More thoughts on topic models and tokens

I’ve been thinking a little more about how to work with the topic modeling extension I recently built for bookworm. (I’m curious if any of those running installations want to try it on their own corpus.) With the movie corpus, it is most interesting split across genre; but there are definite temporal dimensions as well. As I’ve said before, I have issues with the widespread practice of just plotting trends over time; and indeed, for the movie model I ran, nothing particularly interesting pops out. (I invite you, of course, to tell me how it is interesting.)

So here I’m going to give two different ways of thinking about the relationship between topic labels and the actual assigned topics that underlie them.

One way of thinking about the tension between a topic and the semantic field of the words that make it up is to simply just plot the “topic” percentages vs the overall percentages of the actual words. So in this chart, you get all the topics I made on 80,000 movie and TV scripts: in red are the topic percentages, and in blue are the percentages for the top five words in the topic. Sometimes the individual tokens are greater than the topic, as in “Christmas dog dogs little year cat time,” probably mostly because “time” is an incredibly common word that swamps the whole thing; sometimes the topic is larger than the individual words, as in the swearing topic, but there are all sorts of ways of swearing beside the topic assignments.
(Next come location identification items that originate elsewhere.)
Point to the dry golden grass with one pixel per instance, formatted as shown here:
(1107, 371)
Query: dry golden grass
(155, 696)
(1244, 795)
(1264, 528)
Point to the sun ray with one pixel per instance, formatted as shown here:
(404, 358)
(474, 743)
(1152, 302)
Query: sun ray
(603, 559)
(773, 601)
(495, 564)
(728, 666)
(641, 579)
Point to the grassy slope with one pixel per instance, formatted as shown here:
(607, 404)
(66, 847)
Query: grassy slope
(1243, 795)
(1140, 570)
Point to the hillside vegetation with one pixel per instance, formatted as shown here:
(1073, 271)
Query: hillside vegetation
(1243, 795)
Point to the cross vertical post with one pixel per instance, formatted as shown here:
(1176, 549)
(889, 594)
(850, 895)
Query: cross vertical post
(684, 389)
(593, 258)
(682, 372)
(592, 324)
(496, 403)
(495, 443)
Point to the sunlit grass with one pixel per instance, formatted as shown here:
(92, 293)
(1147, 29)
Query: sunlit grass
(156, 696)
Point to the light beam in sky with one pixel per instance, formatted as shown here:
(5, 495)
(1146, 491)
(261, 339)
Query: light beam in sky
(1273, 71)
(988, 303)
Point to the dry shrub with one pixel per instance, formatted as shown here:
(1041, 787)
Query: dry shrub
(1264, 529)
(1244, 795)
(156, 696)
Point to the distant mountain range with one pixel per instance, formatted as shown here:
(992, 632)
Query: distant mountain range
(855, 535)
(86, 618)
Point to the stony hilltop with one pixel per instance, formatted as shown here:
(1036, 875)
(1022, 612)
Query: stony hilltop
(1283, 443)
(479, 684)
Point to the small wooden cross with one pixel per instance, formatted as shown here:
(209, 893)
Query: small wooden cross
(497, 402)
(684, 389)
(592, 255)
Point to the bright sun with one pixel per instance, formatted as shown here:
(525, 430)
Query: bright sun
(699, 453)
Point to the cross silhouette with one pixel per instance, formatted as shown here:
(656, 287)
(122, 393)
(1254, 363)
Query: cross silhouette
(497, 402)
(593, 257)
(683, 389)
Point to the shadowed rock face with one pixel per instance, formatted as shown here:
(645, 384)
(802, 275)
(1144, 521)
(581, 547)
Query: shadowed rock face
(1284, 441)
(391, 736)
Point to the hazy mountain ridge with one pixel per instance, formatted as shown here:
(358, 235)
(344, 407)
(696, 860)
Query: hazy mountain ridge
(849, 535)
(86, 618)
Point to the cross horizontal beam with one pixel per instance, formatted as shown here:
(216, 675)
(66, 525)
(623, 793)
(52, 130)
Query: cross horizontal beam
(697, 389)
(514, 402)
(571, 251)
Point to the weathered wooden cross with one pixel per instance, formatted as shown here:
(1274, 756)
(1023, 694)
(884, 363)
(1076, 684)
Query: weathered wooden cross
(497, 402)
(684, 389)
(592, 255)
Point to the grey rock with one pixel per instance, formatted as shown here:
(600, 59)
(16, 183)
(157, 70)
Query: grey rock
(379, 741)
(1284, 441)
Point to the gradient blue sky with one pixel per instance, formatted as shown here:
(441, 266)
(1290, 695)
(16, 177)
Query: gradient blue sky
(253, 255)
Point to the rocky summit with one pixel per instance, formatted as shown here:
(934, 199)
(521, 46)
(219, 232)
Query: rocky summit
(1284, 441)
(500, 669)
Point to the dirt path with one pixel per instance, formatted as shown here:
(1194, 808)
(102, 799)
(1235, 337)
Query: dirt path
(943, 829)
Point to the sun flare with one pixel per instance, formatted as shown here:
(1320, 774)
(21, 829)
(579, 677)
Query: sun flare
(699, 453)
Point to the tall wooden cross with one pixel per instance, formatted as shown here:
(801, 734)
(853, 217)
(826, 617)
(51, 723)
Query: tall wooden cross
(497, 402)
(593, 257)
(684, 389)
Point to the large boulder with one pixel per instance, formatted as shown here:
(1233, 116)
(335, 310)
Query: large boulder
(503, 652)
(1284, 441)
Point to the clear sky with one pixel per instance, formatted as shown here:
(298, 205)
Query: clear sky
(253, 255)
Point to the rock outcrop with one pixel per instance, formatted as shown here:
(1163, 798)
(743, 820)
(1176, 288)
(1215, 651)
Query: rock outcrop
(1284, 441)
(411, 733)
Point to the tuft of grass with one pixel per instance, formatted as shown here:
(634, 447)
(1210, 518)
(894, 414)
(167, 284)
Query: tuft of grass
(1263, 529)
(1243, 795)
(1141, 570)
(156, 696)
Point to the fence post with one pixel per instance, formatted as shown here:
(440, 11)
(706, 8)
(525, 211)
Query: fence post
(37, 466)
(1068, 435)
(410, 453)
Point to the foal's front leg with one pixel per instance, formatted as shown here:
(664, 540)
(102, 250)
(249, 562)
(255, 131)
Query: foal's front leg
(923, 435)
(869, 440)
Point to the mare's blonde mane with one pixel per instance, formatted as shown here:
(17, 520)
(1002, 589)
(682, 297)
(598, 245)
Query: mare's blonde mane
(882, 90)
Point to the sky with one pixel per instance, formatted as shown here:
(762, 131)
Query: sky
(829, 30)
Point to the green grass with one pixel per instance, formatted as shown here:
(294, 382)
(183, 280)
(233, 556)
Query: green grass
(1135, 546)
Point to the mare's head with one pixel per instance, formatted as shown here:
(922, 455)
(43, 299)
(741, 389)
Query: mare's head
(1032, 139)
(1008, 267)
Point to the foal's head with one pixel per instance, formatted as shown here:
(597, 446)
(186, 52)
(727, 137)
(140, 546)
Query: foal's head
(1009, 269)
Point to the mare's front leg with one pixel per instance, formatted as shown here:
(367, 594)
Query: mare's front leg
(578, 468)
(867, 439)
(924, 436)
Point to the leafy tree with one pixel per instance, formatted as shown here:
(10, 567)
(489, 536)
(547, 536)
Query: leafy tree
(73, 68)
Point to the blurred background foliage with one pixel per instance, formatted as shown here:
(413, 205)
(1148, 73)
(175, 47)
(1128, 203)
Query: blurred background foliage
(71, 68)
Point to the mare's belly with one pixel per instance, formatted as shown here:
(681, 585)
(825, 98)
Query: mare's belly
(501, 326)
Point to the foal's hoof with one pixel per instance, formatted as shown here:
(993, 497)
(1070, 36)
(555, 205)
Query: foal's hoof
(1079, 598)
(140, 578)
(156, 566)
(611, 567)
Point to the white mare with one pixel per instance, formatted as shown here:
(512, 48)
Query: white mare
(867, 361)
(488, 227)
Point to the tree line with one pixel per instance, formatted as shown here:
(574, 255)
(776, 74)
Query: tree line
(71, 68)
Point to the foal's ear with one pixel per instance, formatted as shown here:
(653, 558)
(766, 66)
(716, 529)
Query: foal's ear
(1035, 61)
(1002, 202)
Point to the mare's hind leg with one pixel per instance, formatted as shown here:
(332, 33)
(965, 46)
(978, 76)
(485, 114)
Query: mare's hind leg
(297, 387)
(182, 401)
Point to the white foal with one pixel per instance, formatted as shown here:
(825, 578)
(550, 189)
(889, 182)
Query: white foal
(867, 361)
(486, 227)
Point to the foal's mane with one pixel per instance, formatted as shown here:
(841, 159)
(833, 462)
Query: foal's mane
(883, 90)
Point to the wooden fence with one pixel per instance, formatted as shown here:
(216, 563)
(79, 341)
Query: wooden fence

In some cases, the two lines map very well–this is true for swearing, and true for the OCR error class (“lf,” “lt” spelled with an ell rather than an aye at the front).

In other cases, the topic shows sharper resolution: “ain town horse take men”, the “Western” topic, falls off faster than its component parts.

In other cases the identification error is present: towards the top, “Dad Mom dad mom” takes off after 1970 after holding steady with the component words until then. I’m not sure what’s going on there–perhaps some broader category of sitcom language is folded in?

Topics vs tokens

 

 

Another approach is to ask how important those five words are to the topic, and how it changes over time. So rather than take all uses of the tokens in “Christmas dog dogs little year cat time,” I can take only those uses assigned into that full topic: and then look to see how those tokens stack up against the full topic. This line would ideally be flat, indicating that the label characterizes it equally well across all time periods. For the Christmas topic, it substantially is, although there’s perhaps an uptick towards the end.

But in other topics, that’s not the case. “Okay okay Hey really guys sorry” was steadily about 8% composed of its labels: but after 2000, that declined steadily to about 4%. Something else is being expressed in that later period.”Life money pay work…” is also shifting significantly, towards being composed of its labels.

On the other hand, this may not be only a bug: the swear topic is slowly becoming more heavily composed of its most common words, which probably reflects the actual practice (and the full of ancillary “damn” and “hells” in sweary documents. You can see the rest here.

 

Percentages

These aren’t particularly bad results, I’d say, but do suggest a further need for more ways to integrate topic counts in with results. I’ve given two in the past: looking at how an individual word is used across topics:

and slope charts of top topic-words across major metadata splits in the data:

 

Both of these could be built into Bookworm pretty easily as part of a set of core diagnostic suites to use against topic models.

The slopegraphs are, I think, more compelling; they are also more easily portable across other metadata groupings besides just time. (How does that “Christmas” topic vary when expressed in different genres of film?) Those are questions for later.